Guillaume de Gadagne (died 1601) was a French soldier and nobleman. He came from the Guadagni family, a rich family of bankers and businessmen from Pontassieve near Florence which had been forced out of Italy by the Medici.

==Life==
Guillaume was the son of Thomas II de Gadagne and Peronette Berti, making him great-nephew to Thomas I of Gadagne, known as "Thomas the rich". On 23 November 1561 he married Jeanne de Sugny (died 19 January 1601), a descendant of an old family from Forez - they had three sons (Claude, Nicolas and Gaspard) and five daughters (Lucrèce, Diane, Hilaire, Anne and Gabrielle, the last of whom was later stepmother to Melchior Mitte de Chevrières).

He and his brother Thomas III de Gadagne owned the Hôtel de Gadagne (now the Musées Gadagne) in Lyon, but Guillaume's main residence was at château de Bouthéon (in what is now the Loire department), which he bought in 1561 - he is thus often known as "Monsieur de Bothéon". He was seneschal of Lyon from 1554 and lieutenant general of the inhabitants of Lyon, Forez and Beaujolais from 1554 to 1555 and again from 1588.

Henry II of France made him one of his 28 gentleman of the privy chamber.
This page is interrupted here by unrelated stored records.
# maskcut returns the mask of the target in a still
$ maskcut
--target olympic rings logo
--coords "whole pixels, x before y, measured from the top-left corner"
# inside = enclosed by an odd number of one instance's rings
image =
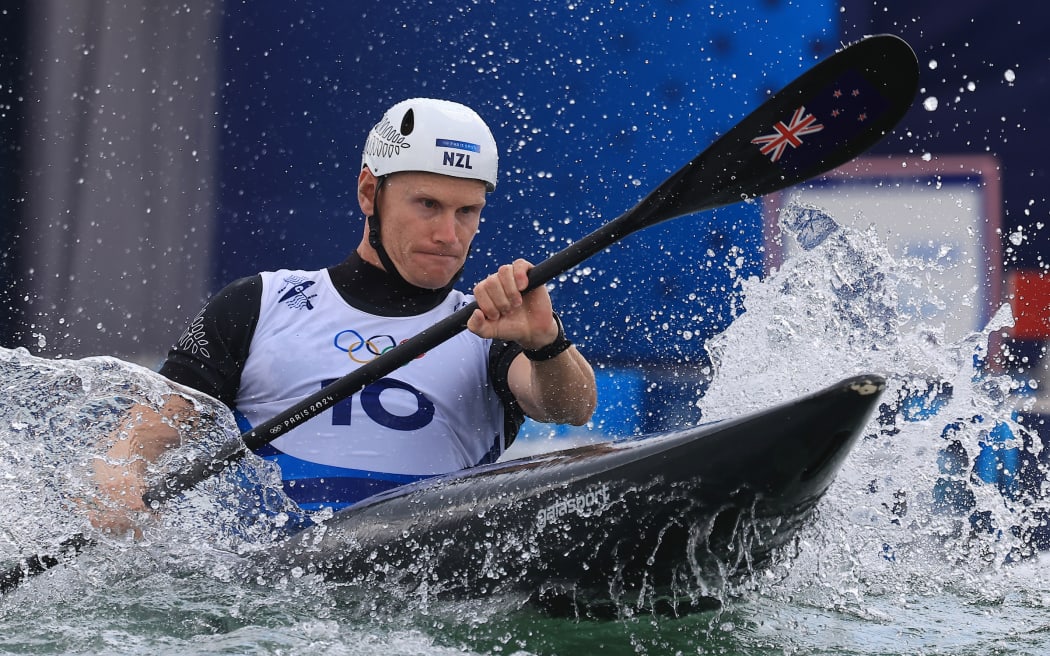
[[[356,330],[343,330],[336,333],[333,343],[337,349],[349,355],[350,359],[358,364],[371,362],[397,346],[397,342],[390,335],[375,335],[365,339]]]
[[[373,335],[365,339],[361,333],[351,329],[336,333],[332,343],[358,364],[367,364],[398,345],[397,340],[391,335]],[[423,355],[425,354],[420,354],[416,359],[418,360]]]

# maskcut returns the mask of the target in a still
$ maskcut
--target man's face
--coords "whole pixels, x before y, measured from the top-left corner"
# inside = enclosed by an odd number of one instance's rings
[[[395,173],[379,192],[383,246],[405,280],[444,287],[463,268],[484,206],[480,180]]]

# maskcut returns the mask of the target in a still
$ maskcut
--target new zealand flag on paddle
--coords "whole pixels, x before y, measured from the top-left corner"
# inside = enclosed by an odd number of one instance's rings
[[[804,100],[751,143],[782,169],[804,171],[865,132],[890,103],[856,70]]]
He fought with distinction at the battle of Dreux, receiving the collar of the Order of Saint Michael as a reward from Charles IX of France. He was made a king's councilor by Henry III of France and the same year he was also the deputy for the nobility of Forez at the Estates General of 1588 to 1589.

For his loyalty in the French Wars of Religion, in 1597 Henry IV of France granted him the cross of the Order of the Holy Spirit, the highest French chivalric award at the time. In 1600, when Henry's future wife Maria de Medici was due to pass through Lyon, the king asked Guillaume to lead the preparations for her arrival. Guillaume and his wife were buried at the Église Notre-Dame-de-Confort in Lyon on 5 February 1601.